I squeezed myself into my friend Palli´s (seen below making soup) Volvo and we rode out early on wednesday, after a stop at the unemployment agency in town, like true slackers. We stopped at Jökulsárlón (above) where our mullet-headed friend Kolli was mesmerized by floating icebergs. Made me think of a double gin and tonic.
We stationed ourselves in this run-down metal workshop by the harbour, an off-venue apart from the main concert hall, where we fenced the stage with chicken-wire, painted some graffiti, made sculptures and prepared some visual art happenings and checked the sound, which was deafening.

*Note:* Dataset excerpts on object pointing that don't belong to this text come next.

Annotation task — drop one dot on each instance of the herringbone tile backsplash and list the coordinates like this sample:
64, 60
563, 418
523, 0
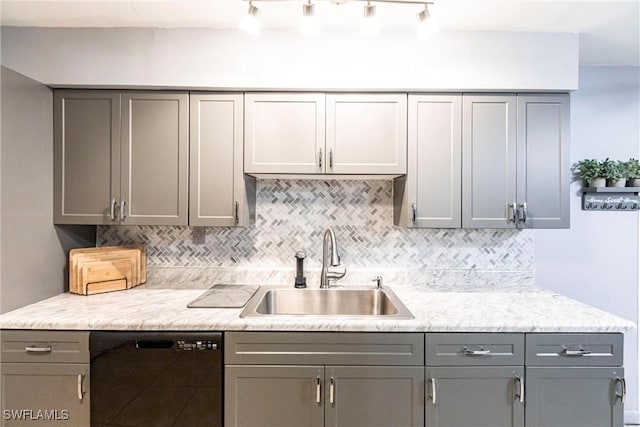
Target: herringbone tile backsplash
291, 215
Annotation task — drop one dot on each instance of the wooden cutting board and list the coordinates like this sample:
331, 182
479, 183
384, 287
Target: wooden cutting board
107, 268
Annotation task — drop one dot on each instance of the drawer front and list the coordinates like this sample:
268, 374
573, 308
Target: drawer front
474, 349
324, 348
574, 349
45, 346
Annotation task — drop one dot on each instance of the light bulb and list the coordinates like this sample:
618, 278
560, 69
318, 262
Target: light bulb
251, 22
309, 22
369, 25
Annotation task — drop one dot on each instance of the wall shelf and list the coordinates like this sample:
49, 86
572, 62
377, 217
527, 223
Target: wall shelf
611, 198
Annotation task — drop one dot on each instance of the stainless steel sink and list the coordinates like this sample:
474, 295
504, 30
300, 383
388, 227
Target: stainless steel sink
353, 302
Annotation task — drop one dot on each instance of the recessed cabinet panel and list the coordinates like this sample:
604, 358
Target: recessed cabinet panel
216, 183
434, 154
366, 133
155, 141
87, 150
489, 161
284, 133
543, 160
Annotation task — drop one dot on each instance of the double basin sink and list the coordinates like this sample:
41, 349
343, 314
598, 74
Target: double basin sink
377, 303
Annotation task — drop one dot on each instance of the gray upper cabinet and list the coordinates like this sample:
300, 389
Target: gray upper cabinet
515, 161
86, 156
430, 194
314, 133
220, 194
366, 133
543, 161
155, 150
284, 132
489, 161
121, 158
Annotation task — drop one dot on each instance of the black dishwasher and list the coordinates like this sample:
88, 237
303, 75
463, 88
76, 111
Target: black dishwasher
142, 379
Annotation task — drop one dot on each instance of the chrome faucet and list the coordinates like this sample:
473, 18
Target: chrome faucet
333, 271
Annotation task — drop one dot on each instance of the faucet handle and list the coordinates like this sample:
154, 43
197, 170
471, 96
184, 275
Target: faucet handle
379, 281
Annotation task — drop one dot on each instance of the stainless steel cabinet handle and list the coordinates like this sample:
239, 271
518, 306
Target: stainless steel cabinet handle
123, 210
520, 393
332, 391
33, 349
318, 390
112, 211
481, 352
80, 392
432, 381
623, 385
522, 209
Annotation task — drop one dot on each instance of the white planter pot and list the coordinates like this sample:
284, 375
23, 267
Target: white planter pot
622, 182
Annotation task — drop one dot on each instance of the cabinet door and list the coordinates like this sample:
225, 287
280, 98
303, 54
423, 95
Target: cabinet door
283, 396
284, 133
155, 150
574, 397
367, 134
543, 161
474, 397
86, 156
435, 165
216, 184
374, 396
51, 394
488, 161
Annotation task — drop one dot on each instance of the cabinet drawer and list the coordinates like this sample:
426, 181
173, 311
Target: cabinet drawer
474, 349
324, 348
45, 346
574, 349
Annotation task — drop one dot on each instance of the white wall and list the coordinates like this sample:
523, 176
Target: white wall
596, 260
206, 58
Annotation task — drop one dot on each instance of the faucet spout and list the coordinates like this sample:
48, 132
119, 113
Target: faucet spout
331, 269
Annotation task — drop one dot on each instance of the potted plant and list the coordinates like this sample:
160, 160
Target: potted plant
614, 171
632, 169
590, 171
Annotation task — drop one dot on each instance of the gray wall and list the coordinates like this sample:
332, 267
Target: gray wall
596, 260
32, 251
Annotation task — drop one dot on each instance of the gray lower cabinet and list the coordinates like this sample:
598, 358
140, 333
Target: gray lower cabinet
487, 396
121, 157
45, 378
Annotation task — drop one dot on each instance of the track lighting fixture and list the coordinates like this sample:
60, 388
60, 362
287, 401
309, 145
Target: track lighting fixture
427, 25
251, 21
309, 22
369, 25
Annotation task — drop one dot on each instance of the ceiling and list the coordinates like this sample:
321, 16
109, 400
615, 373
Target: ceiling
609, 30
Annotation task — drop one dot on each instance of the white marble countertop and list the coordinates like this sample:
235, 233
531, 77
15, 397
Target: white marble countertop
436, 309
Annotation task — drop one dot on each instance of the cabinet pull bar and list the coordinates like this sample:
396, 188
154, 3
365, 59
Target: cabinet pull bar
432, 381
332, 391
318, 390
80, 392
123, 209
33, 349
520, 393
481, 352
112, 211
623, 385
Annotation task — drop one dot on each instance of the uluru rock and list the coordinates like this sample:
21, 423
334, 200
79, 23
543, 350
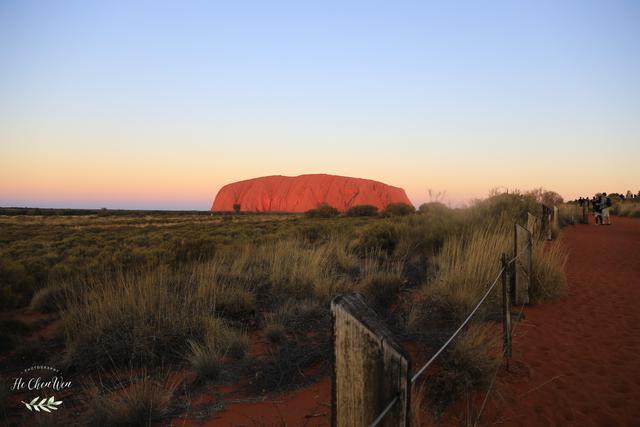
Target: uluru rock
300, 193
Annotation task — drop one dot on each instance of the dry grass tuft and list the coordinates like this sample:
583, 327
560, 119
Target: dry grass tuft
465, 267
470, 362
143, 403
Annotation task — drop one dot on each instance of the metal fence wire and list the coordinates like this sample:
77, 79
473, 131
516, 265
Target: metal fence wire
506, 266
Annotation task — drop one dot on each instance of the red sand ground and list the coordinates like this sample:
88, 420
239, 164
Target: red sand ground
576, 361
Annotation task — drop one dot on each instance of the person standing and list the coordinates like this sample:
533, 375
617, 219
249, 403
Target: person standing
597, 210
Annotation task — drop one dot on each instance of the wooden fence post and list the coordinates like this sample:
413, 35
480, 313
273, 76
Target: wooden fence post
585, 212
370, 368
545, 229
506, 309
532, 224
523, 265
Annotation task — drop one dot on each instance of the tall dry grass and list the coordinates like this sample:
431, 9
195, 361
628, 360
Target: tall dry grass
466, 266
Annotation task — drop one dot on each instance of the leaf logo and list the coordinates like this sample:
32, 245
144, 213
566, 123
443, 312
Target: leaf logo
46, 405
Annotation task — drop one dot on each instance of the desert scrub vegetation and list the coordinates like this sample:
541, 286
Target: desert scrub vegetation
362, 210
139, 402
548, 278
187, 291
465, 267
467, 364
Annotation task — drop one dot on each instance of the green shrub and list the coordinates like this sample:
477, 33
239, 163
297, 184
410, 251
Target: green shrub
362, 210
48, 299
314, 233
379, 236
398, 209
323, 210
381, 288
466, 265
433, 207
470, 362
143, 403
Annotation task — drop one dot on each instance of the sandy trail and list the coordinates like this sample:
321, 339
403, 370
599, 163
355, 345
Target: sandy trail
577, 361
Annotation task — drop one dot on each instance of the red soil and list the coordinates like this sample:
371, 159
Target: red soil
577, 361
304, 192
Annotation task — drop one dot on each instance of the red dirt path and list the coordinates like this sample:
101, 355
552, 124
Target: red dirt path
577, 361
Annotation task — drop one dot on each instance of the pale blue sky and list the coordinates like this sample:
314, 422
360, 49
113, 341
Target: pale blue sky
158, 104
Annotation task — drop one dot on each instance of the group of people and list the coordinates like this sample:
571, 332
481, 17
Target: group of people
600, 204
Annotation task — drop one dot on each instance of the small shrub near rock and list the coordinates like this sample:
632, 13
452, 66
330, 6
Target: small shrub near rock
362, 210
398, 209
322, 211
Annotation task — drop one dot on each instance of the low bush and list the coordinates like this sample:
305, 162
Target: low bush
132, 317
49, 299
380, 289
470, 362
322, 211
466, 266
398, 209
382, 236
205, 360
145, 402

The town was soon filled with metal-minded leather-adorned youngsters, eager to ruin some brain cells and their sense of hearing.
Icelandic prog black metal legendaries Sólstafir practically blew the roof off the workshop, much to the intoxicated audience´s delight. I am obliged to include one Sólstafir video here above, as it also portrays some of Iceland´s top locations for shooting, the eye-opening southern coast with it´s black sands, waterfalls and wastelands. I was by then corpse-painted as most of the crowd, thanks to the free black-metal corpse-paint booth in one corner of the venue, and as you can see Kolli and I were both blown away by their performance.
Palli´s readymade bar, Kaffi Blackout, also had some influence on our experience over the course of the weekend, especially the only cocktail, Moskova Vodka in Kókómjólk (chocolate milk). He also had Kay Sar beer, which is beer mixed with Cult energy drink. Tastes bad but keeps your energy level up, useful under these circumstances.
Icelandic prolific punk rock legends Botnleðja had a brief comeback last summer and rocked the main stage like it was 1995. The loudest sound system in Iceland inside the relatively small local theatre of Neskaupstaður helped to make your guts wobble. Grindcore legends Cephalic Carnage made the most of their much anticipated Icelandic debut and left no core ungrinded. As you can see below, the crowd was also filled with smelly, sweaty hairy sorts of people as I Adapt, the essential Icelandic hard core punk band, returned after a five-year hiatus. I am the sweaty sort in the front.
When sunday reared it´s ugly head, I had a measly 1500 kronur left and was over 600 km from Reykjavík. Palli was going on north to spend a week at the youth art festival in Seyðisfjörður, LungA. I had no choice but to follow, as I woke up so late that everyone else had left town.